Hijikata, é uma intensa mobilização psicofísica que se dá na imobilidade e que gera um ou muitos corpos diferentes. De qualquer modo, trata-se da investigação de outras maneiras de “ser/estar” que, em última instância, parecem não estar afastadas, como demonstro no diálogo com Carlos Simioni no Terceiro Capítulo.

Além das alterações de percepção e da geração de fragmentos e corporeidades, havia algo mais interessante a ser explorado na prática da imobilidade: a dissolução entre o espaço "interno" e "externo" do corpo. Com o tempo estendido, "ser" e "ambiente" se confundiam. E a minha questão passou a ser: além de poder ser outros, seria possível ser tudo? “Tudo” no sentido de ser chão, paredes, vidros e para além deles, árvores, ar, pássaros, concreto, aviões. Aí estava um estado a ser aprofundado, onde os limites do “eu” ficavam abalados. Chamamos isso de “dissolução do ego” e com ela iniciaríamos a performance.

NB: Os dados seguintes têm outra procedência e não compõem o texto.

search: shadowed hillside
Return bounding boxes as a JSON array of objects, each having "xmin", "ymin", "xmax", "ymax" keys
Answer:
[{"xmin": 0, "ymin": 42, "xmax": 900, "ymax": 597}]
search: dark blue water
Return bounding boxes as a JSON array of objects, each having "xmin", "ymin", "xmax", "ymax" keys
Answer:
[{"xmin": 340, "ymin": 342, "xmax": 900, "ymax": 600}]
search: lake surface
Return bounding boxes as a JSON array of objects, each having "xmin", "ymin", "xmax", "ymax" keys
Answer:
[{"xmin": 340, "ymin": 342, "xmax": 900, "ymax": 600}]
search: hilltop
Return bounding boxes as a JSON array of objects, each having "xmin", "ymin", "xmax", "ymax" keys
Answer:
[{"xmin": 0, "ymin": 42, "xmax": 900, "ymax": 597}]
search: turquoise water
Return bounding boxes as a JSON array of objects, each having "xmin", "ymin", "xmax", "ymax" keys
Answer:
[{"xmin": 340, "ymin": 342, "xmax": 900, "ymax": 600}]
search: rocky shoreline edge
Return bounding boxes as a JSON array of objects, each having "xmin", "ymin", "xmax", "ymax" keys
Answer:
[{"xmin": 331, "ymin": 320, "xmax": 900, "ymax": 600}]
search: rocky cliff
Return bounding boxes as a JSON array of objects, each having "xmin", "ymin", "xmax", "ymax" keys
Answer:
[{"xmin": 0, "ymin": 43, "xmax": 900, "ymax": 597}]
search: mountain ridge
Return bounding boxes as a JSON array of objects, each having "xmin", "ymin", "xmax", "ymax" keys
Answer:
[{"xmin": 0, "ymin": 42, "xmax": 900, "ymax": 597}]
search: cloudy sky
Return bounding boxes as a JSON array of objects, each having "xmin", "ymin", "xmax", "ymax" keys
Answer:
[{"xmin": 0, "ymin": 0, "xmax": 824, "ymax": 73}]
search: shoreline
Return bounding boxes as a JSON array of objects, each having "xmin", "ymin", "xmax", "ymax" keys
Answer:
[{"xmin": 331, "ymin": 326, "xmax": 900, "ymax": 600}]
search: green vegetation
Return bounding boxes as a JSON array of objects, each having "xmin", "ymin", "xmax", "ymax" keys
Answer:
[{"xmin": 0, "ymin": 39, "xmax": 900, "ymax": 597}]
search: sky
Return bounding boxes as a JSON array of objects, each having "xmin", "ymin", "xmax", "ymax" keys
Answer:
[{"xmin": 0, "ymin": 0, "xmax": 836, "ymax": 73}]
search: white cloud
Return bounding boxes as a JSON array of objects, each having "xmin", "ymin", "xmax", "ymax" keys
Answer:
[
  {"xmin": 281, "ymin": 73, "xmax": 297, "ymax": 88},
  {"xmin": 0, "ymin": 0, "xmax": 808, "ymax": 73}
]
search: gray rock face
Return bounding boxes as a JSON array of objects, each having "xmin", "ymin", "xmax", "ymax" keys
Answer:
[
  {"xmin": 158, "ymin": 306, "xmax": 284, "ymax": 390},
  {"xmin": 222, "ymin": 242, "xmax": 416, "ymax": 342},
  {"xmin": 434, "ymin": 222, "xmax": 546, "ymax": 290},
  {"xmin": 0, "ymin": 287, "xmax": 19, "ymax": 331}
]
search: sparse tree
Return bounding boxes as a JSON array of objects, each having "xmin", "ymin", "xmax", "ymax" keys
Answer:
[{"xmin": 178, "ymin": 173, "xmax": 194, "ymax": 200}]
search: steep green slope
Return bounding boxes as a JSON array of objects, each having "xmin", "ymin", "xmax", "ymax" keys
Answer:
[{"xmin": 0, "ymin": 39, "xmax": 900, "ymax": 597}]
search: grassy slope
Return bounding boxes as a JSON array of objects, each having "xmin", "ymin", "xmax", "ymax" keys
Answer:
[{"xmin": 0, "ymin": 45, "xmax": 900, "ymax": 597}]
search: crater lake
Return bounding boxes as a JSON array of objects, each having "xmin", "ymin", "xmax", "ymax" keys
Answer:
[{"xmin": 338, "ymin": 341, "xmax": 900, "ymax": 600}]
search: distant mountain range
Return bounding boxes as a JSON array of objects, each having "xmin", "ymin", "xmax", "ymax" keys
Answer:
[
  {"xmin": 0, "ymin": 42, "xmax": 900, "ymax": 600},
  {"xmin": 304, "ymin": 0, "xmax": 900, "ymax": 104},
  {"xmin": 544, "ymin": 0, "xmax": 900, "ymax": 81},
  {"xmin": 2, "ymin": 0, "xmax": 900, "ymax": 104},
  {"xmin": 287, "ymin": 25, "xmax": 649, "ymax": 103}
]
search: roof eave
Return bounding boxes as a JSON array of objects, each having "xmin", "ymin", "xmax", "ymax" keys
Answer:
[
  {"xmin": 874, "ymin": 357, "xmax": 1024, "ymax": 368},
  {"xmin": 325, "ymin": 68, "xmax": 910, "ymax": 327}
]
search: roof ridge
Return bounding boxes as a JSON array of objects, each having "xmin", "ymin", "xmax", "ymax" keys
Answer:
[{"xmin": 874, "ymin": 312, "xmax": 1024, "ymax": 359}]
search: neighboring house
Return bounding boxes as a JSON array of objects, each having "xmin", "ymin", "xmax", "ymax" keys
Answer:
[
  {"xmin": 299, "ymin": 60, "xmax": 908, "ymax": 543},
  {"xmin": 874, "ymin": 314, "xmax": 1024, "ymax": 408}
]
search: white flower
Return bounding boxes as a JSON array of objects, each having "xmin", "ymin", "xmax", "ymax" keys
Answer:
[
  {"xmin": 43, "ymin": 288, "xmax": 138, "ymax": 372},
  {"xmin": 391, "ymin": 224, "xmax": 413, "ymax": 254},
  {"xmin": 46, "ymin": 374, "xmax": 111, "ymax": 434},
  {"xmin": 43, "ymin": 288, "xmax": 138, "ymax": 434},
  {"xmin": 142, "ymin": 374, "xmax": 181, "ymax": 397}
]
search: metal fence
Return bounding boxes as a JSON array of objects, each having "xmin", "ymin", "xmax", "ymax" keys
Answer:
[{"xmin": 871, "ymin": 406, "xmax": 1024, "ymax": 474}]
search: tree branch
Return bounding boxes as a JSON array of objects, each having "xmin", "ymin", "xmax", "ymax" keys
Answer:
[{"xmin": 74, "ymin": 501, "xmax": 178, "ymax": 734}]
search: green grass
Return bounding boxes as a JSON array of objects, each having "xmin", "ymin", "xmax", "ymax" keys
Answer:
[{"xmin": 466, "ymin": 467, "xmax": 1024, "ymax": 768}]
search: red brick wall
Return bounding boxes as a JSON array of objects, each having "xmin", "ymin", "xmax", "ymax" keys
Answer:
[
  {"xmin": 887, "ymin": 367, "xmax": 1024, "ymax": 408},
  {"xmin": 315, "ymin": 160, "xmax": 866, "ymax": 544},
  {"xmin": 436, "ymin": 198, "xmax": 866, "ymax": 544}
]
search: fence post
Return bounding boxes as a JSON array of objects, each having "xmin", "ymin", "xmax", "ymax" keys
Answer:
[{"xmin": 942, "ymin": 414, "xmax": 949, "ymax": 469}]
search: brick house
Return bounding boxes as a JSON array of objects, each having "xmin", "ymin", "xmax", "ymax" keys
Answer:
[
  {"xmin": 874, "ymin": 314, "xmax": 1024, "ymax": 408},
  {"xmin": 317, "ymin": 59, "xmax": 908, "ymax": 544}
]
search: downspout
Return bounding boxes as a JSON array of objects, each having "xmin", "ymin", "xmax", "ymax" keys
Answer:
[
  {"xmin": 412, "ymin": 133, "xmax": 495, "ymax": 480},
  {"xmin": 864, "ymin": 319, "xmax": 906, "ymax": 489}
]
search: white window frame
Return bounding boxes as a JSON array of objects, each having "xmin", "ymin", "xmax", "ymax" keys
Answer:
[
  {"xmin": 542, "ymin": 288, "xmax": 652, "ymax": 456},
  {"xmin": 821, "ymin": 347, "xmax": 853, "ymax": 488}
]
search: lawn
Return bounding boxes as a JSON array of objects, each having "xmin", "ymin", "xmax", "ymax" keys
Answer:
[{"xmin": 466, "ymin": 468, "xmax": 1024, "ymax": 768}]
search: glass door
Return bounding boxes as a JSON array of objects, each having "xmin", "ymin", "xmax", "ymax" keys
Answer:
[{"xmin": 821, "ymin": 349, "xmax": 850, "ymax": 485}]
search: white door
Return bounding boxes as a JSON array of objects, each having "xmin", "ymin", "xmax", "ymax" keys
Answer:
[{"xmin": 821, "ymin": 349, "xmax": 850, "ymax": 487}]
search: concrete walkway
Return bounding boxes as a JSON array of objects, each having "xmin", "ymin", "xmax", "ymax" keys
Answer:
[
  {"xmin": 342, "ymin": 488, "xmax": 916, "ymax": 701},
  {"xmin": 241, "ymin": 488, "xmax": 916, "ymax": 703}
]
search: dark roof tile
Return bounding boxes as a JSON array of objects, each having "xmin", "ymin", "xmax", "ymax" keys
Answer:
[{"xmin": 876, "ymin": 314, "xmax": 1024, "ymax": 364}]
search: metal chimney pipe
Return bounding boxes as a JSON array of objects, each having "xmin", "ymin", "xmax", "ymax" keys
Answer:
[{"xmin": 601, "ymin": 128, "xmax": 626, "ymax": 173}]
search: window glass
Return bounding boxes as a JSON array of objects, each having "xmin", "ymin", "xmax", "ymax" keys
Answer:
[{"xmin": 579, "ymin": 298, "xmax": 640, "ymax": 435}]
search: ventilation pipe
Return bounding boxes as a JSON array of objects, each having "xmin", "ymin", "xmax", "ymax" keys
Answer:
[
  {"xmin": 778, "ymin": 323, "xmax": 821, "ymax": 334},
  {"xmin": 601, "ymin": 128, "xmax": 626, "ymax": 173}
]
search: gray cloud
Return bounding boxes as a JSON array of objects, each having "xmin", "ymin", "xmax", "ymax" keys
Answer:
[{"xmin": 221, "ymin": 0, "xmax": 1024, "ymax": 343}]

Junto com esse estado, outro elemento muito forte para a construção da performance foi a pele. Contávamos com o trabalho da artista visual Faetusa Tezelli que, desenvolveu um “látex” caseiro que era aplicado sobre toda a pele do Maikon e que, a medida que secava, craquelava e se despedaçava, como numa troca de pele. A gosma precisava ser preparada imediatamente antes de ser aplicada, por isso durante a temporada chegávamos com três horas de antecedência. A aplicação, feita sempre por mim ou pela Faetusa, durava cerca de uma hora e meia e era essencial que o Maikon permanecesse imóvel.

Depois disso, o acompanhávamos até a bolha plástica onde a performance acontecia, cerca de meia hora antes de o público chegar. Lá ele permanecia sozinho e imóvel, já

 

trabalhando o primeiro estado do nosso roteiro, a “dissolução do ego”. Esse foi um tema de discussão para nós dois, pois para mim, aluna iniciante de Psicologia28, era difícil conceber essa “dissolução”. Eu dizia que o ego sempre estaria presente e o Maikon discordava, dizendo que em determinados níveis de meditação o ego desaparecia. Com o tempo percebi que realmente algo se transformava tanto em mim quando praticava, como no Maikon quando o observava, e foi isso que me levou a empreender o estudo que apresento no Terceiro Capítulo.

Figura 8 – Eu aplicando o látex caseiro no Maikon

Foto: Lauro Borges. Fonte: Acervo pessoal.

                                                                                                                         

28Iniciei o curso de graduação em Psicologia na Universidade Federal do

Paraná (UFPR), em 2012, e interrompi esses estudos para realizar o Mestrado em Teatro na UDESC, em 2013.

 

Figura 9 – Imagens do processo

  Início do processo (1o. mês): qualquer ação minha deveria desencadear uma reação da cobra.

  Meio do processo: Sequência surgida a partir da imagem “O macho introduz a cabeça de língua tripla na garganta de sua companheira”.  

  Final do processo: Serpente velha, louca e rouca faz, relutantemente, a sua troca de pele.  

  Final (4o mês): Trabalhando a “dissolução do ego”.